The Rains of Magen (3/3): Bits
It was raining on Magen three months later, the dismal, sleeting, heavy blatter that always came as the months wore on towards winter.
But the planet’s perpetual, churning overcast existed at a considerably lower altitude than the 995th floor office of Lyrith Kazesh, TriDyne’s Vice President of Computation. The bright sunlight streaming in the window from Magen’s unfiltered yellow-white sun, however, did nothing to ease the mind of Vark Reth-1928, waiting in the VP’s outer office while the future of his project – and more immediately important, his personal future – was decided.
* * * * *
Six hundred floors below, where the rain was beating hard against the outer walls, in the dedicated lab space allocated to the Project, Terek 318-1224 went about his business, emptying the trash receptacles and ensuring that document and media waste, and any discarded hardware, was properly routed to the confidential incinerators.
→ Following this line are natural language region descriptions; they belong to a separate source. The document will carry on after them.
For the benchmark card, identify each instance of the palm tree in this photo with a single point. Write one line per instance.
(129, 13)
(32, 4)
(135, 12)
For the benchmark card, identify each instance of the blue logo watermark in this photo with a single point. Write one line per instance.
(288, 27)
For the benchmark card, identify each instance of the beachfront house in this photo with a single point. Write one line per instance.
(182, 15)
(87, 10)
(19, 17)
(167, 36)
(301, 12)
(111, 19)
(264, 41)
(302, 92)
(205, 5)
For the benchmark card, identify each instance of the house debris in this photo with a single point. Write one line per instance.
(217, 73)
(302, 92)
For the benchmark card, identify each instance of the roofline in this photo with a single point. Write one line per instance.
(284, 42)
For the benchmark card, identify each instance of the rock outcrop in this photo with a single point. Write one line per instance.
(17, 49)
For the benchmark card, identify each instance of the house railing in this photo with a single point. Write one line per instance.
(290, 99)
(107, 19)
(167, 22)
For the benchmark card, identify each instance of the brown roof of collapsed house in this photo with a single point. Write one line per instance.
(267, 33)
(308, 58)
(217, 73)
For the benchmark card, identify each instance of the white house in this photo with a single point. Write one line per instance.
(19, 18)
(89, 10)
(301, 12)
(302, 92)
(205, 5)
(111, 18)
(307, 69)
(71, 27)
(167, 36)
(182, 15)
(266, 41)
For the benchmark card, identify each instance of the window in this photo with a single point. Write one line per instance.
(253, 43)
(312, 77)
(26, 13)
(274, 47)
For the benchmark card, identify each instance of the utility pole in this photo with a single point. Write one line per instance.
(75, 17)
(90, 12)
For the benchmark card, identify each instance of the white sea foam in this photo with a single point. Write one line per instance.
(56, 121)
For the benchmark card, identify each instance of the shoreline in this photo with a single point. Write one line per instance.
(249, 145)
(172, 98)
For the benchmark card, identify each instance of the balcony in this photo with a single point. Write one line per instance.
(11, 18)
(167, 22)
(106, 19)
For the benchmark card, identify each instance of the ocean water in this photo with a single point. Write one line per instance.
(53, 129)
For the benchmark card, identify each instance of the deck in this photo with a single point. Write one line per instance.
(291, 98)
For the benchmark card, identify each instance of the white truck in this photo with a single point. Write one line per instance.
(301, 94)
He hummed as he worked, oblivious to the looks of annoyance from some of the operating staff – his clearance to work in the secured machine areas of the Project had meant a significant rise in per diem for a worker of his classification, and all was well in his little world.
* * * * *
All was anything but well for Vark, in Kazesh’s office above, receiving the VP’s tirade. “You received your present classification, and authority over the Project – not to mention your options – on the basis of your performance with parallel architecture machines. You assured me, and I assured the Board, that you could crack the proteome encoding on the — on the samples we recovered.”
“What are you bringing me instead? A fiasco. Nonsensical output, computations that differ every run, requisitions for replacement hardware? A two month overrun?”
“Last chance, 1928. Make it work. You have two weeks to make your pet cluster deliver what you promised me, or else the Project is scrubbed. And you go back to being listed among the assets. Now get out.”
* * * * *
And down below in the lab, where a cooling fan had plucked it out of the air and whirled it to rest between one golden leg of cluster processor 83-12-17 and another, a thin carbon film wound around a hair fragment shorted those circuits, flared to life just long enough to scramble a few bits of data, turning the results of a handful of operations to incomprehensible garbage, and then vaporized.
And elsewhere in the cluster, another.
And another.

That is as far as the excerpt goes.